The absence of a stopcock. Individual things can be isolated, but if a pipe bursts before the first isolation valve, we're going to need a dinghy.

The downstairs toilet sink at a height of 2.5 foot, no plug and no covering for the pipework. No toilet lid.

The upstairs bathroom sink that's wedged between the window and the pedestal bit so that it can never be taken out to deal with a leak unless you take a sledgehammer to it.

The bedroom door that's been hung upside down.

The front path that is too narrow to enter with a wheelie bin in the only place it can be put because the gas meter is plonked randomly partway along the wall. We have to have 3 wheelie bins under this local authority, too.
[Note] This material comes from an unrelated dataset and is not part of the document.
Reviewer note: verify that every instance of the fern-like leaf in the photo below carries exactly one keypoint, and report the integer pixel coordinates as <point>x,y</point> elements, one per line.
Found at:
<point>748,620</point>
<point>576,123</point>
The weird triangular gap where the house was built on the skew so that there is a 2 foot gap at the back to the wall, but a 3 inch one at the front. With a corresponding one on the other house that didn't have a wall dictating they had to be built on the piss.

The sink that's too close to the edge of the cabinet so the overflow pipe could never be connected. Couldn't be further along because then it was too close to the hob.
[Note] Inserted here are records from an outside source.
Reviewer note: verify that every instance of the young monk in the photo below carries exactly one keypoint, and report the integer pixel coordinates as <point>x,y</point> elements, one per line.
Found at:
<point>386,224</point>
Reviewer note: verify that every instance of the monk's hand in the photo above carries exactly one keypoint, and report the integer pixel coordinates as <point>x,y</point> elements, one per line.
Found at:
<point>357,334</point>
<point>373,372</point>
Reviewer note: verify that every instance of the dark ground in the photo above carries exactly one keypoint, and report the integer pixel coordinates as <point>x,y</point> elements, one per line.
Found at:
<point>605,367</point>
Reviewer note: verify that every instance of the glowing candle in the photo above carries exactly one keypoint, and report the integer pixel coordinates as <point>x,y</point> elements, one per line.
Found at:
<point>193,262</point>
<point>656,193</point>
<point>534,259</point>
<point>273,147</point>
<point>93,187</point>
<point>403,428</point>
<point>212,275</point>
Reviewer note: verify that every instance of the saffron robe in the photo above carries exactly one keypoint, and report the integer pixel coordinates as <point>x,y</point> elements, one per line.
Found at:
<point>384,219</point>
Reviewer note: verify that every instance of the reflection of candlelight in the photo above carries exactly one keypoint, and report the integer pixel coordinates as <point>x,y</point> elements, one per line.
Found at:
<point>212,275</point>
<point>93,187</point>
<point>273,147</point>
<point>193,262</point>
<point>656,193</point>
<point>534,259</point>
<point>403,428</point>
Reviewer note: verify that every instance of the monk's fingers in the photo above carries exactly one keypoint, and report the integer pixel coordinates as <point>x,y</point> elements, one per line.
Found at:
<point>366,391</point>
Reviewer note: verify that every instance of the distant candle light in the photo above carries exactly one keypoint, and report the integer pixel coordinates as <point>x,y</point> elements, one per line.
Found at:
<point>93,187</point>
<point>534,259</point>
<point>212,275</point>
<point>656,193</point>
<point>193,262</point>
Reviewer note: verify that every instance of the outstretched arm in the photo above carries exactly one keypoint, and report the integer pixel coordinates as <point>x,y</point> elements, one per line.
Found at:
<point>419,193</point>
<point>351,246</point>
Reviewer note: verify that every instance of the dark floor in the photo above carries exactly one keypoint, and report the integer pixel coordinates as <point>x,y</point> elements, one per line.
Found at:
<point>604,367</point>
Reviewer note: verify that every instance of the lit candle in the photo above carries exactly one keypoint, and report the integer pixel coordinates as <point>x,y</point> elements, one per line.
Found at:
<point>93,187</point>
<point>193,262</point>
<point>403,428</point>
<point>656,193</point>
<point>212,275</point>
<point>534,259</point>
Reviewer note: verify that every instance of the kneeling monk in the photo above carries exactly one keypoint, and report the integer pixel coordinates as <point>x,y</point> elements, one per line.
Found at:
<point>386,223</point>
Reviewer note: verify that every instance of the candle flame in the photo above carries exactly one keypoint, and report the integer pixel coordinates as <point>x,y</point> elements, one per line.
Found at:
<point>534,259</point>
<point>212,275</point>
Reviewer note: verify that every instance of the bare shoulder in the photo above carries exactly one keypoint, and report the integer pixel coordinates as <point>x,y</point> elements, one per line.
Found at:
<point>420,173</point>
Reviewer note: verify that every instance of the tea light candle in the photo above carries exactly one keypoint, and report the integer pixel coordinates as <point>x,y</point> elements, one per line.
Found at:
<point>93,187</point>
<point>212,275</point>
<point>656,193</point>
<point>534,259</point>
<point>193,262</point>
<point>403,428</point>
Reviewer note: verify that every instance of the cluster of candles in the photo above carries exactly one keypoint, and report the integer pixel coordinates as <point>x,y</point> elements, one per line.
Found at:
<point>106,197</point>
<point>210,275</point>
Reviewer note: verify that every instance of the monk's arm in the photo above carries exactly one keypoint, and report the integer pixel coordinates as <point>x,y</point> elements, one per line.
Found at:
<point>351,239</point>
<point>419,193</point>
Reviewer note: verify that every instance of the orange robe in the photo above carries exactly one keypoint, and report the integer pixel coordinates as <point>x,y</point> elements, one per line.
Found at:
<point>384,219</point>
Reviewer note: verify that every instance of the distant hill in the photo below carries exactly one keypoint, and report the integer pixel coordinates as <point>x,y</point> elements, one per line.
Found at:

The decision to create a 1.5m cupboard that is blocked off underneath the boiler instead of one that had opening doors. Access to the boiler pipes is by lifting off the half worktop they decided to put on top (rather than put an entire run of worktop on the opposite side of the kitchen where it would have been useful) and then dangling one's body into the hole.

The specialist low energy lightbulbs that cannot be purchased anymore and require an electrician to remove and replace with a standard fitting.
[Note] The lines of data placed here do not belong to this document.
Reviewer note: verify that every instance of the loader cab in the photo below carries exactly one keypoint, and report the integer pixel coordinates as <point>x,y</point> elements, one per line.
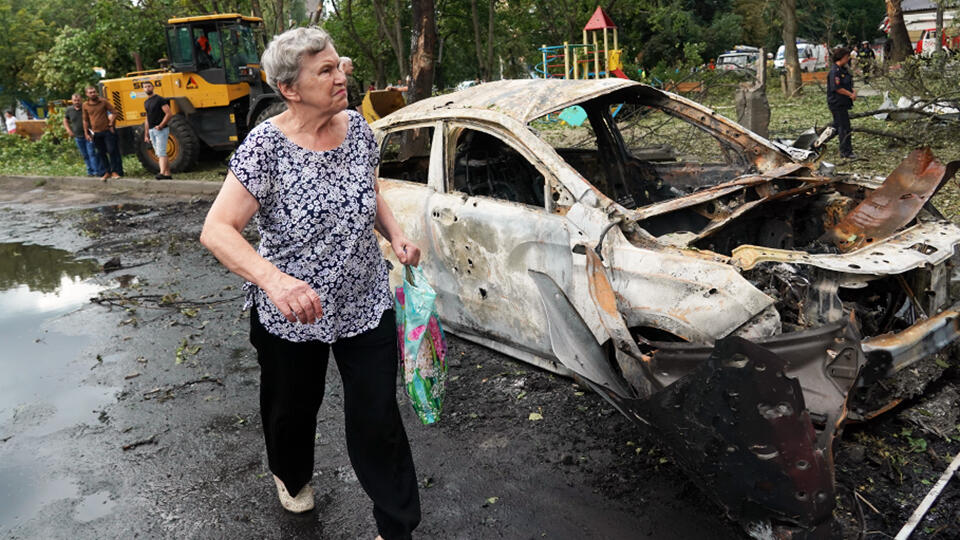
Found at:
<point>220,48</point>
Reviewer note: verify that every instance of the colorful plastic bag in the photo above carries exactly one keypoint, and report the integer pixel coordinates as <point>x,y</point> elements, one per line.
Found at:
<point>423,349</point>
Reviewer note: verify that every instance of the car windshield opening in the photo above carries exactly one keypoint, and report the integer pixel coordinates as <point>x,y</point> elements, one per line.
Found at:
<point>636,149</point>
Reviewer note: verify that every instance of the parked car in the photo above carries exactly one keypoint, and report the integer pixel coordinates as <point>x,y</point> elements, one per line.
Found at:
<point>926,45</point>
<point>729,290</point>
<point>740,58</point>
<point>812,57</point>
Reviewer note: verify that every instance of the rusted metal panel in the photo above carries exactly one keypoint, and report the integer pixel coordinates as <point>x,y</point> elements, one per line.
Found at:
<point>753,422</point>
<point>633,363</point>
<point>740,427</point>
<point>921,340</point>
<point>893,204</point>
<point>693,298</point>
<point>929,243</point>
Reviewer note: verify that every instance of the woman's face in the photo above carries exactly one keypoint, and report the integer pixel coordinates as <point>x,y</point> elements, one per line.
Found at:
<point>321,83</point>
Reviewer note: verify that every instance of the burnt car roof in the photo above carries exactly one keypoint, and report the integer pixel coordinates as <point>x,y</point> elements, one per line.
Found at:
<point>521,99</point>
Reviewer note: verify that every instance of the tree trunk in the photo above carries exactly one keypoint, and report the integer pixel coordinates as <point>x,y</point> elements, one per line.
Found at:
<point>255,7</point>
<point>438,74</point>
<point>394,34</point>
<point>898,32</point>
<point>481,68</point>
<point>938,41</point>
<point>490,26</point>
<point>280,25</point>
<point>366,49</point>
<point>788,10</point>
<point>424,49</point>
<point>317,14</point>
<point>381,72</point>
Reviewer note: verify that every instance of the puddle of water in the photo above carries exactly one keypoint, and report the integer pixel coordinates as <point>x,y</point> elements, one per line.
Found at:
<point>94,506</point>
<point>25,492</point>
<point>37,284</point>
<point>41,389</point>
The shower room with a towel rail as the only heating, uninsulated concrete floor underneath vinyl and within 2 foot of the shower. No shower screen or place to install one and the floor is uneven so shower water runs out of the room into the kitchen rather than down the largely non functioning drain. It's therefore never used, wasting an entire, windowless room in the middle of the kitchen.

The joys of disabled accessible social housing.

PlantsAndSpaniels · 27/07/2022 20:25

We've slowly been fixing the previous owners DIY failures. Our patio doors used to be a window but they couldn't be bothered to make the opening higher so tall people have to duck to get out and it has a window sill style base to walk over. We also have light switches which don't turn anything on or off, a light with no on or off switch so permanently on with a bulb in and our outside light just had the cable shoved in the wall without it going anywhere.

They bought a new build after which is probably for the best.

Teardroprain · 27/07/2022 20:30

The man who lived here before was a family member of my dh but he died years before I ever met dh. He made our wooden airing cupboard. He died before he fitted the doors. So the doors don't hang right, stick and take some pulling to open. But I know that the mans mum wanted to finish the job before she died herself passed away. She had terminal cancer and it was one of the final things she did. My mil helped her fit them. My DH inherited the house. Every time I am fighting to get those doors open. I remember that story. I kind of love those doors now.

UrbanMage · 27/07/2022 21:03

A previous owner bodged the garden by putting wonky concrete all over it. It's 4 different levels. So as we have no side access and couldn't afford a crane to lift equipment over, DH has put astro down. It's the good quality stuff and we have made borders etc.

Oh and we painted the smaller living room a very very very dark pretty much black blue . I love it though. Think dark academia

UrbanMage · 27/07/2022 21:08

Oh and we've just had the bathroom redone as the previous owner never cleaned and the whole thing was half wrecked when we moved in that and we've not been able to actually get a builder for the last 2 years. We knew that the old shower was a bit dodgy but when they removed the panel, there were no floorboards under it. Just the builder looking straight down into my understairs cupboard. Where the former owners cowboy builders had left a lot of exposed wires...

Isittimef0rbedyet · 27/07/2022 21:30

Our front and back doors are glass doors which I think some people would hate.